Toutefois, cette prise en compte du déséquilibre de marché ne remet pas en cause son opposition aux nouvelles annonces : pour l'UGVC, admettre le diagnostic ne signifie pas valider une méthode qui fait porter l'ajustement sur les seules exploitations, sans vision ni accompagnement. Le syndicat plaide au contraire pour que cette donnée partagée serve de point de départ à une réflexion commune avec le négoce, afin de définir ensemble les outils permettant de réguler la production et de résorber les stocks sans sacrifier l'avenir du vignoble.
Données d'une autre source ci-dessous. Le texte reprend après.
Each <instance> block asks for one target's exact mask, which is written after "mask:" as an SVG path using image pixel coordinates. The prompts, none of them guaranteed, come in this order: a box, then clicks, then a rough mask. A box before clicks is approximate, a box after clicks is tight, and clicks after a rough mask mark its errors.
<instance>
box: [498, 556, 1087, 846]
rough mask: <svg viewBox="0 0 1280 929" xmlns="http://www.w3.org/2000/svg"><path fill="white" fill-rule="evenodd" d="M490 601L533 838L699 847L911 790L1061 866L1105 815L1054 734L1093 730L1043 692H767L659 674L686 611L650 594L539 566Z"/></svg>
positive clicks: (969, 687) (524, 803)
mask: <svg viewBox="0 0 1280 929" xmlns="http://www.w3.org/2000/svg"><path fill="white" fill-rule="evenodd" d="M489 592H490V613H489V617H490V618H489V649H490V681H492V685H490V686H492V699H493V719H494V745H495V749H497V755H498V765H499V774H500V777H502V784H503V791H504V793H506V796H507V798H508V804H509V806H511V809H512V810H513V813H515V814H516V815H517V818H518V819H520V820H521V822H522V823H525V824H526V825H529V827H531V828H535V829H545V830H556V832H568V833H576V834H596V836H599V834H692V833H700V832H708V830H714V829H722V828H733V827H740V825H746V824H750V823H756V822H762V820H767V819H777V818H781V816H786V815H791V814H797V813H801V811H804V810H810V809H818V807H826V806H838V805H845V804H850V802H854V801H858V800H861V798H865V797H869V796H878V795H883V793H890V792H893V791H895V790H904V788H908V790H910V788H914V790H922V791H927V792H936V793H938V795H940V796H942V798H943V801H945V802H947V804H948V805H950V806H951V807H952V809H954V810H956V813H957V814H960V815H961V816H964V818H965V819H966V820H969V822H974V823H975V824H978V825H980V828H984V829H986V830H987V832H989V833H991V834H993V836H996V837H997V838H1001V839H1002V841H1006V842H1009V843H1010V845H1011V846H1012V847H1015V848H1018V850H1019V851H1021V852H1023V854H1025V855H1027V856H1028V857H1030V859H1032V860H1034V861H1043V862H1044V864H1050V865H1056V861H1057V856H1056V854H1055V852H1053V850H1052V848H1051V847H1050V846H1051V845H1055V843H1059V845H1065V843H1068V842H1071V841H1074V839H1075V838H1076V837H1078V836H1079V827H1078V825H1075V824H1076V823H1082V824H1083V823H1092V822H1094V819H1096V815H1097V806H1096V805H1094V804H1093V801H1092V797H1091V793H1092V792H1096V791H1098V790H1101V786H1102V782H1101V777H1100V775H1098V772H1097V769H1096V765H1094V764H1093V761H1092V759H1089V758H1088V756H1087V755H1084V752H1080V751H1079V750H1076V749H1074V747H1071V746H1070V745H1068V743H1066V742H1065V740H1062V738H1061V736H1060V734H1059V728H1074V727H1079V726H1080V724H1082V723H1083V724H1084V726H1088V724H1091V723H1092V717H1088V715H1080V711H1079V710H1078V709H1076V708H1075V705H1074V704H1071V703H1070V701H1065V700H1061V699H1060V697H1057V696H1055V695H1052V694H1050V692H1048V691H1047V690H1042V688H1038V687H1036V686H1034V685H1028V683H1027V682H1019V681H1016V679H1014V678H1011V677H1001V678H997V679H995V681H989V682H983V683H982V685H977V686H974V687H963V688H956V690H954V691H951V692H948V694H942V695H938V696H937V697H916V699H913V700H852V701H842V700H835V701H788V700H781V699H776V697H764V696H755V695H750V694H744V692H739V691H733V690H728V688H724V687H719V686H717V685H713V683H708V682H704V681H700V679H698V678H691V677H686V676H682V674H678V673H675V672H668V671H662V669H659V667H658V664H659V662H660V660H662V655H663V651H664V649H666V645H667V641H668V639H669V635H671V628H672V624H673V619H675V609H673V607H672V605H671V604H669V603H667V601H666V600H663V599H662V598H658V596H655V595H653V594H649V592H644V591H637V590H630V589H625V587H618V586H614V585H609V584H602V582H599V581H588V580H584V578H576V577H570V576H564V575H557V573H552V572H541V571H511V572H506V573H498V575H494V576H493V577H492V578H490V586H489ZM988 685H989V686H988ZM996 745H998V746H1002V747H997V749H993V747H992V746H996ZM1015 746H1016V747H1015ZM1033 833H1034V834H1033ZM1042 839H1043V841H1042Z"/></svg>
Au-delà de l'arrachage, des leviers à l'étude pour préserver les exploitations
Refusant de s'en tenir à un constat ou à une posture défensive, l'UGVC indique travailler à d'autres leviers que le seul arrachage pour préserver la pérennité des exploitations. Le syndicat estime que l'arrachage, s'il constitue une réponse, ne saurait à lui seul tenir lieu de stratégie face à l'ampleur des baisses de volumes. L'enjeu, pour l'UGVC, est d'accompagner dignement les différentes situations qui composent le vignoble : les jeunes installés, dont la viabilité économique est fragilisée dès le départ, les futurs retraités appelés à quitter le métier après une vie de labeur, et ceux qui ont investi pour produire en volume et en qualité. Le syndicat précise que ces pistes sont en cours d'élaboration et qu'elles devront être étayées avant d'être portées dans la discussion avec le négoce. L'objectif affiché reste de substituer à des décisions subies une démarche concertée, assortie d'outils partagés et d'un véritable plan d'accompagnement, plutôt que de laisser les exploitations absorber seules le poids de la crise.